| The root problem is that a lot of higher education is nurturing a culture of cheaters right now. Your future doctors, scientists, government officials, etc... will have had to compete and gain coveted academic and career opportunities, in an environment that both has been heavily gamified, and is being overrun by cheaters. Insulting measures like this TopHat practically endorses the culture of cheating, by telling students that they can't be trusted, and turning into yet another cheating challenge/task. Schools with any integrity should be bending over backwards to find, nurture, and support students of integrity. And to save those who only got admitted by being sketchy, but first semester is a chance to unlearn the bad lessons from before. Not by treating them as criminals to be monitored, but by treating them like the respectable people they should aspire to be, and which the school expects and requires that they be. And, for any hopelessly shitty students, who fail to honor this first semester extension of trust, the school should smack them to the curb. Lost tuition income, lost named buildings/chairs, and expensive lawsuits from helicopter parents, be damned. |
A couple weeks ago there was an exam in an R1 institution that double booked the facility so one section did the exam in person on campus and the other did it "from home". The score distribution of the in person exam was a typical bell curve, and the distribution of the online exam looking like a power-law curve with over half the students scoring 100%.

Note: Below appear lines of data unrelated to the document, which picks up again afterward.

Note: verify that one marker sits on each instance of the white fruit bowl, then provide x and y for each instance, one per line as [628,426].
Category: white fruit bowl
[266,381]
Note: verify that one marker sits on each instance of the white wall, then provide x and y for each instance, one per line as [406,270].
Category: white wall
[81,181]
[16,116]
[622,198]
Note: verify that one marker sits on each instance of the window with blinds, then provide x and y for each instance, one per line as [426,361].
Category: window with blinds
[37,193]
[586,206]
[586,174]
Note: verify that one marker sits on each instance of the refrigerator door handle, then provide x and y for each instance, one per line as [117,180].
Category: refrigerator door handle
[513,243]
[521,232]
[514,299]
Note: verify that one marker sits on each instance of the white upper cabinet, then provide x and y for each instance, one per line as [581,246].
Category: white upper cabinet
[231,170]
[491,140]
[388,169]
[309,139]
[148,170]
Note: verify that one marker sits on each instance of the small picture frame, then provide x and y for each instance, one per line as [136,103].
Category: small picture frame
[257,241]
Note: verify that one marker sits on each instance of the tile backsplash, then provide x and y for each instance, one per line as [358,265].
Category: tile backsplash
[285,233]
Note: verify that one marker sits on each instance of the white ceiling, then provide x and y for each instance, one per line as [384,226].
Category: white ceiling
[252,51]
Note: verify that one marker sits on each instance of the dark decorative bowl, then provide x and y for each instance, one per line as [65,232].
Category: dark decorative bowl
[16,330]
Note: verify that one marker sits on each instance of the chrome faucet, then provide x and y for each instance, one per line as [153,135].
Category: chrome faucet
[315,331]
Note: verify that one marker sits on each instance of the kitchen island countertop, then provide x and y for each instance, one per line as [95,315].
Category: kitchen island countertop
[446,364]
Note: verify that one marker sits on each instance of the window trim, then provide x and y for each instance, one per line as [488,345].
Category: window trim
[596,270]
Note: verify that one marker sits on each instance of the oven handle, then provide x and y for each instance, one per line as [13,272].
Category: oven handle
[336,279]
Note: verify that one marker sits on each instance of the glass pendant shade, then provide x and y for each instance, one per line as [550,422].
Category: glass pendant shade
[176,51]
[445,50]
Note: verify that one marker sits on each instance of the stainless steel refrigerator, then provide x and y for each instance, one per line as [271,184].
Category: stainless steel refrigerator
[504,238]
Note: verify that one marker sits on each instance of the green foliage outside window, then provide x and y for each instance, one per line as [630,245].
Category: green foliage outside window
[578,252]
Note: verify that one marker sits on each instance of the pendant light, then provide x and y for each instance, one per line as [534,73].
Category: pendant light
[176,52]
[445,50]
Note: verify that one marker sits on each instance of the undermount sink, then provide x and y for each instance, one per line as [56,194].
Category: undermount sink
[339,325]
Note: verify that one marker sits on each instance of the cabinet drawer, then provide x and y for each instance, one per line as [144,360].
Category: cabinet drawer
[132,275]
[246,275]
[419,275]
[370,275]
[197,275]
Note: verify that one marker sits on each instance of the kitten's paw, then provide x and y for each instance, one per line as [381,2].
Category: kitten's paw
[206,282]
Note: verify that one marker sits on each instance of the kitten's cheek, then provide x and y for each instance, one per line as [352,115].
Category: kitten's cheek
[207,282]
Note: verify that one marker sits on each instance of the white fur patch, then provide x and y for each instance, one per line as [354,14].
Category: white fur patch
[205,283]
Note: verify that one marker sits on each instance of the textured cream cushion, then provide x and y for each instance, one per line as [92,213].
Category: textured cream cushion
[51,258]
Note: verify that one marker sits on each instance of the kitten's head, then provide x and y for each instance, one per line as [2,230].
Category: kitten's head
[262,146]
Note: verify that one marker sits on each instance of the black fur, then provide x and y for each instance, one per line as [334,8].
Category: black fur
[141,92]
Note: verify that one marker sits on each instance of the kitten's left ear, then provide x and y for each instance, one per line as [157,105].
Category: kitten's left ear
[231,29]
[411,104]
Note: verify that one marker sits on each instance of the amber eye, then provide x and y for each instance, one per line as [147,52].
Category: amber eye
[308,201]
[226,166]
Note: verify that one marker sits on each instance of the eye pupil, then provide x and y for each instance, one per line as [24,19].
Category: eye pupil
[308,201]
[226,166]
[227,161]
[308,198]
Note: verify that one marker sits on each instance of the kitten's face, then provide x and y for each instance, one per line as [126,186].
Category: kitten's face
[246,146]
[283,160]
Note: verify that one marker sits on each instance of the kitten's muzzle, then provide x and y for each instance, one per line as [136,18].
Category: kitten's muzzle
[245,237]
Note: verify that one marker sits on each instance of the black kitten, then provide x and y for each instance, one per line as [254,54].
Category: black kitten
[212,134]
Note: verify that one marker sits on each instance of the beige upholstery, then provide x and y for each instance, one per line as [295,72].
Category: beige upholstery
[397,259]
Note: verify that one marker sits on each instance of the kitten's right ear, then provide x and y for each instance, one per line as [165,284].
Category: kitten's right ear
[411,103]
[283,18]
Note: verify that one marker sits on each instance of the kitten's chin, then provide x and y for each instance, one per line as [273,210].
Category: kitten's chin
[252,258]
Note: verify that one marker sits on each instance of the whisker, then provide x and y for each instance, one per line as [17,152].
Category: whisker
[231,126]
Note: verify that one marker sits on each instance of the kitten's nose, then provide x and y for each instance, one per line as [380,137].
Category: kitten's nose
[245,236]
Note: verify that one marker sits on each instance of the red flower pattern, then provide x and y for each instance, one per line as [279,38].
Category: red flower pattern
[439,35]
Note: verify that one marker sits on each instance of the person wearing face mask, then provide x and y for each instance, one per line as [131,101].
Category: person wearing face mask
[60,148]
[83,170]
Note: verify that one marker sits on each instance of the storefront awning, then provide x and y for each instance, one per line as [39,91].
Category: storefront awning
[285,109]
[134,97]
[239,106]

Thankfully this outraged the professor, and through a variety of means (which I will not disclose publicly) over 25% of the students were caught red handed. Actions are being taken against them, though I'm not sure how far they will go. The evidence against them is overwhelmingly conclusive. In some cases the evidence led to more evidence of cheating in other courses. It seems clear that more that 25% cheated, but I guess catching some is better than none.
As someone who is keenly aware of this crisis, I feel tiny bursts of relief when I see these small wins, though it does feel a bit like bailing an ocean with a teacup.